Part 2 of the series contains a few more examples of exercises for the lower back. Please be sure to do them carefully and stop if you feel any discomfort. Also, please refer to Pregnancy Exercise for Lower Back Pain (Part 2) slideshow for images of each of the following exercises.
5. Trunk Twist
This exercise stretches the muscles of your back, spine, and upper torso.

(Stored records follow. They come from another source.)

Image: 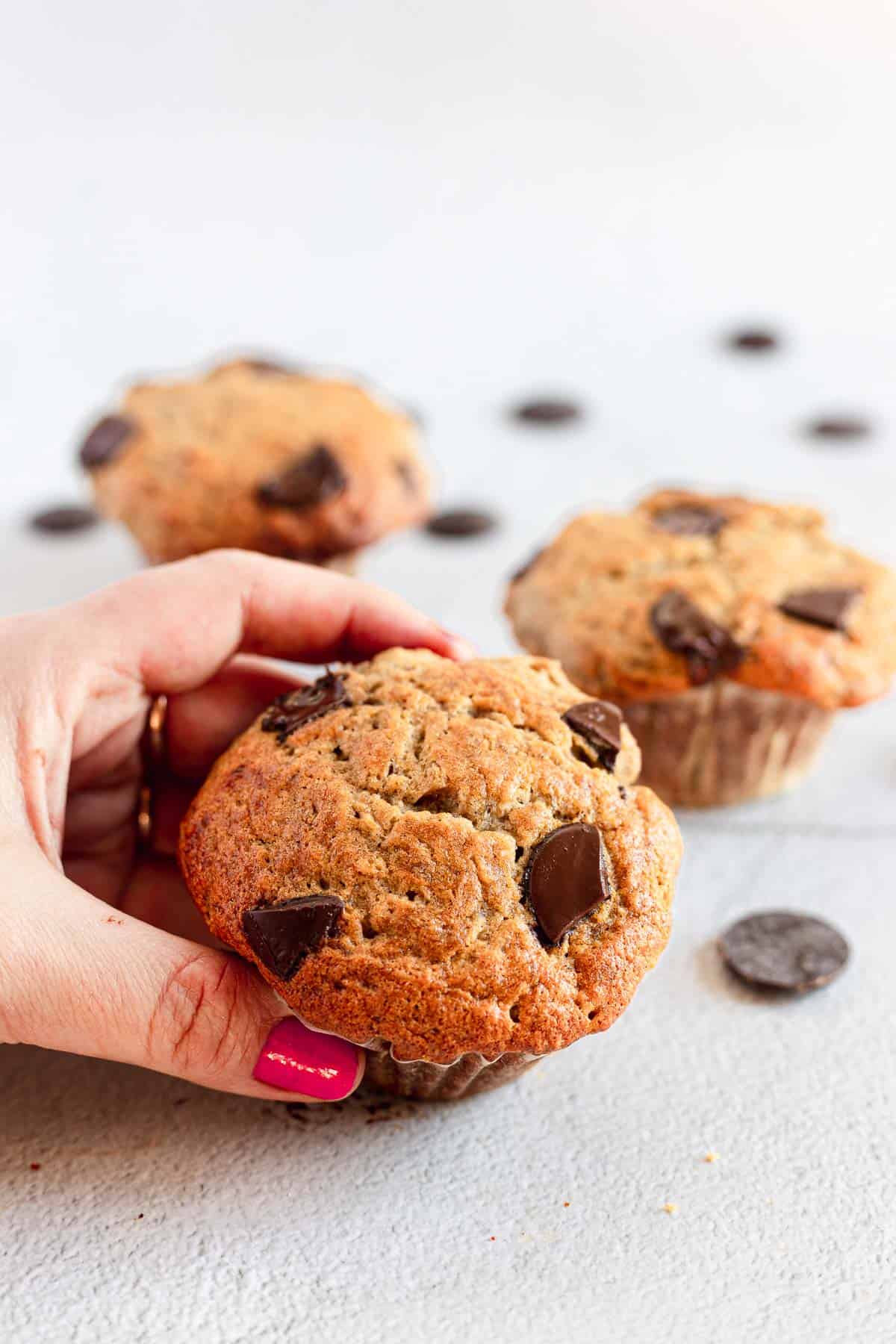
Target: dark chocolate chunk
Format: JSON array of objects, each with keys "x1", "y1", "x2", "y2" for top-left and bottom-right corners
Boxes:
[
  {"x1": 650, "y1": 588, "x2": 746, "y2": 685},
  {"x1": 779, "y1": 588, "x2": 861, "y2": 630},
  {"x1": 28, "y1": 504, "x2": 99, "y2": 534},
  {"x1": 807, "y1": 415, "x2": 871, "y2": 440},
  {"x1": 728, "y1": 326, "x2": 778, "y2": 355},
  {"x1": 262, "y1": 672, "x2": 352, "y2": 746},
  {"x1": 243, "y1": 359, "x2": 298, "y2": 373},
  {"x1": 78, "y1": 415, "x2": 137, "y2": 472},
  {"x1": 511, "y1": 546, "x2": 547, "y2": 583},
  {"x1": 523, "y1": 821, "x2": 610, "y2": 944},
  {"x1": 426, "y1": 508, "x2": 497, "y2": 536},
  {"x1": 243, "y1": 894, "x2": 345, "y2": 980},
  {"x1": 719, "y1": 910, "x2": 849, "y2": 993},
  {"x1": 563, "y1": 700, "x2": 622, "y2": 770},
  {"x1": 653, "y1": 504, "x2": 728, "y2": 536},
  {"x1": 258, "y1": 444, "x2": 348, "y2": 512},
  {"x1": 513, "y1": 396, "x2": 582, "y2": 425}
]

Sit on the floor with your legs crossed, with your left hand holding your left foot and your right hand on the floor of your side for support. Slowly twist your upper torso to the right. Do the same movement to the lft, after switching your hand (right hand holding right foot and left supporting you). Repeat on both sides 5-10 times.
6. Rocking Back Arch
This exercise stretches and strengthens the muscles of your back, hips, and abdomen. Kneel on hands and knees, with your weight distributed evenly and your back straight. Rock back and forth to a count of 5. Return to the original position and curl your back upward as much as you can. Repeat 5-10 times.
7. Backward Stretch
This exercise stretches and strengthens the muscles of your back, pelvis, and thighs. Kneel on hands and knees, with your knees 8-10 inches apart and your arm straight (hands under your shoulders). Curl backwards slowsly, tucking your head towards your knee and keeping your arms extended. Hold this position for a count of 5, then come back up to all fours slowly. Repeat 5 times.
8. Back Press
This exercise strengthens the muscles of your back, torso, and upper body and promotes good posture. Stand with your feet 10-12 feet inches away from a wall and your back against it. Press the lower part of your back against the wall. Hold this position for a count of 10, then release. Repeat 10 times.
Please refer to Pregnancy Exercise for Lower Back Pain (Part 2) slideshow for images of each of the exercises above.
Be very cautious while exercising and stop immediately if you get light-headed or feel any discomfort.